This production, a work in progress from Inconvenient Spoof, certainly doesn’t suffer from a lack of ideas.

In fact, the inventiveness on display in this small-scale production was overwhelming, as the experimental company flung props, garbled ideas and gabbling characters into a confusing mish-mash of a show.

The scenery changed ingeniously: while puppets debated across a miniature hand-knitted stage, a Sims-style landscape was projected on to a wall as a backdrop, taking the characters in their hot air balloon from a pastoral landscape across the ocean via a Japanese temple.

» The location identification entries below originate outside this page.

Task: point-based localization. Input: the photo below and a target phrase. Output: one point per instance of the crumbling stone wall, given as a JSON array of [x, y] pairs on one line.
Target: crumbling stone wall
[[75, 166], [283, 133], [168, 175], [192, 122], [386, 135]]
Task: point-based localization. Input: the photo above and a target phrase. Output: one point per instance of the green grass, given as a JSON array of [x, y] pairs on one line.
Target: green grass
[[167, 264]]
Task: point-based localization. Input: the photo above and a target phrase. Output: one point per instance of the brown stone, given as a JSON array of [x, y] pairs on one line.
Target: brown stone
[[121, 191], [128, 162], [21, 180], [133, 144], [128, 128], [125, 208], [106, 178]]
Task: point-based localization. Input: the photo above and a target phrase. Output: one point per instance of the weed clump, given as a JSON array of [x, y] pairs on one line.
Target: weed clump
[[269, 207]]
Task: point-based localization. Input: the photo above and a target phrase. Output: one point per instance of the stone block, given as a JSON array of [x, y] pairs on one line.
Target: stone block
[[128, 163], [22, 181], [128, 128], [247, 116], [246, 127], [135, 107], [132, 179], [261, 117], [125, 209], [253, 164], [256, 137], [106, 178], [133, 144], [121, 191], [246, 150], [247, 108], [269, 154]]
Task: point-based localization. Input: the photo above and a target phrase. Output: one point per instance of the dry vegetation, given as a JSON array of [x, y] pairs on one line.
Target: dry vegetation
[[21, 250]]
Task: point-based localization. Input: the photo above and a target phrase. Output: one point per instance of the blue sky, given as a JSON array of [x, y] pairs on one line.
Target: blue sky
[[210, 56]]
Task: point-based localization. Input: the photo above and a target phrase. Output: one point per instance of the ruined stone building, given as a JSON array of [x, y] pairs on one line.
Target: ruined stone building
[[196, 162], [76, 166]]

New characters were introduced very fast – particularly in the case of the replicating army of Muppet-like frogs – and the hooded, black-clad puppeteers manipulated them dextrously, providing a range of voices and accents.

There were moments of delicate beauty as the narrator dripped water into a bowl on a projector, sending bubbles and ripples washing across the Moon’s face.

The Man in the Moon was reminiscent of the Mighty Boosh Moon – but both bear and moon drifting into cod-Shakespearian language merely added to the confusion.

The episode on the sea, where the protagonists appeared to undergo therapy at the edge of the world from a half-man, half-fish, seemed pointless: the production then raced to the end before winding down with puppet sex as excrutiatingly embarrassing as that in Team America: World Police.

There’s a market for comic puppetry for adults, and this was a worthwhile experiment, but a gentler pace might help the audience to comprehend the story and care about the characters.